Sora Generates Videos with Stunning Geometrical Consistency

Xuanyi Li,Daquan Zhou,Chenxu Zhang,Shaodong Wei,Qibin Hou,Ming-Ming Cheng
2024-02-27
Abstract:The recently developed Sora model [1] has exhibited remarkable capabilities in video generation, sparking intense discussions regarding its ability to simulate real-world phenomena. Despite its growing popularity, there is a lack of established metrics to evaluate its fidelity to real-world physics quantitatively. In this paper, we introduce a new benchmark that assesses the quality of the generated videos based on their adherence to real-world physics principles. We employ a method that transforms the generated videos into 3D models, leveraging the premise that the accuracy of 3D reconstruction is heavily contingent on the video quality. From the perspective of 3D reconstruction, we use the fidelity of the geometric constraints satisfied by the constructed 3D models as a proxy to gauge the extent to which the generated videos conform to real-world physics rules. Project page:
Computer Vision and Pattern Recognition
What problem does this paper attempt to address?

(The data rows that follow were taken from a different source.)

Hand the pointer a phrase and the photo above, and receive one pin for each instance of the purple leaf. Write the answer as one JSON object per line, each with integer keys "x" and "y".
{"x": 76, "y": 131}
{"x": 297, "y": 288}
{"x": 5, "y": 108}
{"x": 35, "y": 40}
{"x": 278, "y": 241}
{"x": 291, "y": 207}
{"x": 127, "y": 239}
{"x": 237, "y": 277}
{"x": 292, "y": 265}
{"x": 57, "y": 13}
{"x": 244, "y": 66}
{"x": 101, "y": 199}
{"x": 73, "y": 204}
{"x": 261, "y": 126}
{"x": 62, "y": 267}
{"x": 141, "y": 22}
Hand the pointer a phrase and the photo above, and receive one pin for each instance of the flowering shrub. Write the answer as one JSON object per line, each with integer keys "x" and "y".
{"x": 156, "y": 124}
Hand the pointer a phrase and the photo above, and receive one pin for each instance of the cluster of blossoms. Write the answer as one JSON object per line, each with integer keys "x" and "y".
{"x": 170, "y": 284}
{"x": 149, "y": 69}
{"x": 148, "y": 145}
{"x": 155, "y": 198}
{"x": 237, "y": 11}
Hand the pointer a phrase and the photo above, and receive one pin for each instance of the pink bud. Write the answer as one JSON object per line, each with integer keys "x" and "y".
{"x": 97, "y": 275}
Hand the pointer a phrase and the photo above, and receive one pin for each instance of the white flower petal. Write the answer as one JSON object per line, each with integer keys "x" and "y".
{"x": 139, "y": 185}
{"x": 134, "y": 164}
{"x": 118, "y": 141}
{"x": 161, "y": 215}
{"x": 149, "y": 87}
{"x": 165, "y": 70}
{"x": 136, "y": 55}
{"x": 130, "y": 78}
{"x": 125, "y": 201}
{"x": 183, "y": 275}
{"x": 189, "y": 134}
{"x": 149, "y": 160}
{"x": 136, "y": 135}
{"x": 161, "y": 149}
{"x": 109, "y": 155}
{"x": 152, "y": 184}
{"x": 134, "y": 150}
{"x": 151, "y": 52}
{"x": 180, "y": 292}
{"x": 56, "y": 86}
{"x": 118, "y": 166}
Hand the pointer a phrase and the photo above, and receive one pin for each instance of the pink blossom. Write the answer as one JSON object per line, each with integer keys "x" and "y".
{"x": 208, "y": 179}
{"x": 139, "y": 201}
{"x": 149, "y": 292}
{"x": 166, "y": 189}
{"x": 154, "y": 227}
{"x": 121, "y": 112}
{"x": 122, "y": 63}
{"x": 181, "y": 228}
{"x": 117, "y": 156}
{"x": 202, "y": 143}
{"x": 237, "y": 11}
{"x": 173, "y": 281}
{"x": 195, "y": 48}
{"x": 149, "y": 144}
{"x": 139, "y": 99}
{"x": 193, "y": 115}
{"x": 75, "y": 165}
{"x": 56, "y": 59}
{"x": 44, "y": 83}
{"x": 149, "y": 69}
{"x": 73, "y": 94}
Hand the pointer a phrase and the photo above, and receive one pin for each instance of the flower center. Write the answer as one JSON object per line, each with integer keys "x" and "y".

The paper mainly addresses the following issues: 1. **Video Generation Quality Assessment**: Although the Sora model performs excellently in video generation and can produce highly realistic and logically consistent videos, there is currently a lack of a quantitative method to assess whether the generated videos conform to real-world physical rules. Therefore, the paper introduces a new benchmark to evaluate the quality of video generation through 3D reconstruction technology. 2. **Geometric Consistency Measurement**: Traditional video quality assessment metrics (such as Fréchet Inception Distance (FID), Frechet Video Distance (FVD), etc.) mainly focus on frame-to-frame consistency, motion harmony, and text-to-video consistency, but these metrics fail to cover the geometric quality of video generation. Hence, the paper proposes using the quality of 3D reconstruction as a new method to evaluate the geometric consistency of video generation. 3. **Experimental Validation**: By collecting videos generated by Sora and comparing them with other leading models (such as Gen2 and Pika), the paper demonstrates Sora's significant advantages in 3D reconstruction, especially in maintaining geometric consistency. In summary, this paper aims to address the shortcomings of existing video generation model evaluation methods in terms of geometric consistency by introducing a new evaluation standard based on 3D reconstruction, and to prove the superior performance of the Sora model in this field.